Do you have any citation on why "Dask doesn't consider their distributed version" to be ready? If it is your own view, then that's ok.

I think dask is in heavy usage in real production systems. Let me cite one such usage here, from Capital One (no affiliation, just referencing a big bank for 'production ready' purposes) https://www.capitalone.com/tech/machine-learning/dask-and-ra... (also not necessarily suggesting any rapids/GPU usage, you can decouple it from the article)

And note the article is from Nov 2019. Two years is a substantial amount of time for further improvements.

You post seemed to argue that Dask is fine is you stick to relatively small data that fits on a single node then switch to pandas. You also noted that this is what Dask recommends. Implication being that I ran into issues because I didn't use Dask "the right way."

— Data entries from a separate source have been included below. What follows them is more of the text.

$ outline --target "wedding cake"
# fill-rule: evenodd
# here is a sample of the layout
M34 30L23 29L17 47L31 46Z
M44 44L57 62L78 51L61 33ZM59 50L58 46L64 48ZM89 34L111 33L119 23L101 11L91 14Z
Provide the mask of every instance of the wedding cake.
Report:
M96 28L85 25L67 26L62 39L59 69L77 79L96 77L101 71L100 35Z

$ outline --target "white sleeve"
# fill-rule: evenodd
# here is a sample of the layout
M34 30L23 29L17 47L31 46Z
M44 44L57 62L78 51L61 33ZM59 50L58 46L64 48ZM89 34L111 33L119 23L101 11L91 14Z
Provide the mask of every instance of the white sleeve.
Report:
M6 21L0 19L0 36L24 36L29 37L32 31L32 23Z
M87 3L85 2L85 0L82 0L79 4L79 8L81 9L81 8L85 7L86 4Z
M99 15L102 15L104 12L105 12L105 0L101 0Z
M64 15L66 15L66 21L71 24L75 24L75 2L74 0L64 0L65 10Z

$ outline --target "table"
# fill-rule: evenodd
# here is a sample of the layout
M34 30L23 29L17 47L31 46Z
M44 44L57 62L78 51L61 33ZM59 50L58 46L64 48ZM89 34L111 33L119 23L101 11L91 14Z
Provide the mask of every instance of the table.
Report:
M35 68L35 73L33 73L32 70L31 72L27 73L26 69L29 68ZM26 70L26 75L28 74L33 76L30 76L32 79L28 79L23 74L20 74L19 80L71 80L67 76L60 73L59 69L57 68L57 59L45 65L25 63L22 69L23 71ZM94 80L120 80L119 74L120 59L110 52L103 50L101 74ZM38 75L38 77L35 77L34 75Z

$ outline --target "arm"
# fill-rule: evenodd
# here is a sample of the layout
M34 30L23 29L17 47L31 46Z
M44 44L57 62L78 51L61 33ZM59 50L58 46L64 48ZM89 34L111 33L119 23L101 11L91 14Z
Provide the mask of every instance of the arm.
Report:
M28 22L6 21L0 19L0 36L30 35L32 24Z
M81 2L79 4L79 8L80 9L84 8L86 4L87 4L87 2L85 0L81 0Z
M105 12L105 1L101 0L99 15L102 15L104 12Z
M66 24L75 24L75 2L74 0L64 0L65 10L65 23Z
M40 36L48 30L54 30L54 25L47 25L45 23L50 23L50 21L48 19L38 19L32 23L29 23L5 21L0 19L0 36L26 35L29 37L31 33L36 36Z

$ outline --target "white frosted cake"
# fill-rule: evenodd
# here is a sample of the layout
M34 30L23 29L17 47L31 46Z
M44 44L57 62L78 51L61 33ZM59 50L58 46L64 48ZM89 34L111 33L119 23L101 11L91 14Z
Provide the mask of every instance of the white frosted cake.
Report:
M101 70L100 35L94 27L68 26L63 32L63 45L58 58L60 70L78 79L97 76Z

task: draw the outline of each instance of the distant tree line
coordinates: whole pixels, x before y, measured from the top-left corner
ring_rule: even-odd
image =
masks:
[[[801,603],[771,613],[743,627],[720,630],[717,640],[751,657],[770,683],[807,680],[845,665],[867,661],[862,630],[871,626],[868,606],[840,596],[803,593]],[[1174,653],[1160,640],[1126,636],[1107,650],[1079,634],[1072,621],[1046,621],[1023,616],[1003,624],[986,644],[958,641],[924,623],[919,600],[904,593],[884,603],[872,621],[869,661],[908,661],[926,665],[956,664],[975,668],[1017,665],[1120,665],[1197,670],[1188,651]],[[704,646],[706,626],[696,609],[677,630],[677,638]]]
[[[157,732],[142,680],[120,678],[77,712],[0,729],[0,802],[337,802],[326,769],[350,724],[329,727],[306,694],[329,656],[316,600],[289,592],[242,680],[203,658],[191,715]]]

I don't see how you can argue both that and that dask distributed is production ready at the same time.

I've been in big data for 15 years and was probably one of the first few thousand production hadoop users. If you think "a big company used a big data tech so it's production ready" is an argument then I've got a few bridges to sell you. A lot of companies use a lot of technologies that they spend a lot of time beating into a shape where for their specific use cases they work just well enough to not get them all fired.

In the end, it's not about an OPEN SOURCE tool being perfect but whether it is helping you solving a problem. If it did not help you and YOU don't consider it production ready, then that's fine. But you seem to argue that Dask should put this disclaimer out there. That would imply that many other open source tools including Spark would have to do it.

Dask has solved specific problems for us and we are grateful about it. I remain open minded about other choices and listed them with the understanding I have about them.

Switching to pandas when you can is going with the philosophy of keeping things simple. I like the flexibility of going back and forth between these as and when I choose.